Welcome to the Planet

He grinned at Lois every morning when he put a cup of coffee on her desk.

The first time he did it, she said, "What? What!"

He shook his head and did not repeat, "Welcome to the Planet."

Somewhere they were building a statue of him. Somewhere that statue was being defaced. There were blog sites calling for him to be sent home. There was a small cult dedicated to him upstate, which annoyed Ma to no end.

Pa had been right and he'd been wrong.

Some mornings, Lois would roll her eyes and say, "This isn't Smallville, Clark. Welcome to the big city."

Sometimes, he'd say, "New York is bigger," but only if he had an apple. Lois was fun to rile up.

Others he'd keep going until she laughed. Until someone told them, "Get a room already." Which for some reason, only made them laugh more.


	4. The Mother City

Lois' plane circled over Metropolis for the third time. It wasn't an emergency. Unless you counted a broken down truck on one of the runways that quickly had planes backing up over Metropolis International.

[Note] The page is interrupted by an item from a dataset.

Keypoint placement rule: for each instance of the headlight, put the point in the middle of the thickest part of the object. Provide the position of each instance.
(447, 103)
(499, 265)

Lois leaned her head against the window and looked down at her city. It looked small from here, but she'd shoved her way up from the city desk. There wasn't much that was small about her city. There was a saying that everyone should live in New York, but leave before you got too hard, and San Francisco, but leave before you went soft. As far as Lois was concerned, Metropolis was just right. Metropolis meant Mother City, and she was Lois' city. The home that she'd chosen after years of moving from city to city with Dad's every new deployment.

That was when she spotted Clark flying by. He waved. Behind her, she could hear a little boy whispering excitedly to his mother. He was excited to be going to Superman's city.

Lois smiled.

Maybe she was going soft.

She was jet lagged. She'd been wearing the same clothes for twenty-two hours. She had marks along the sides of her head from where the helmet strap rubbed against her jaw for three months. Her skin itched from the flak jacket that she wasn't wearing for the first time since she'd been embedded with the Kurdish fighters in northern Syria. That might have been sand fleas.

Lois really needed a shower.

Lois filled the rest of the flight time by researching maintenance records for Metropolis International, because seriously, if her phone made the plane fall out of the sky, she'd eat the phone. She copied Clark on the story, because she thought she might have used the word incompetence one too many times. Also, her phone thought she'd misspelled it, but wouldn't tell her how it should be spelled.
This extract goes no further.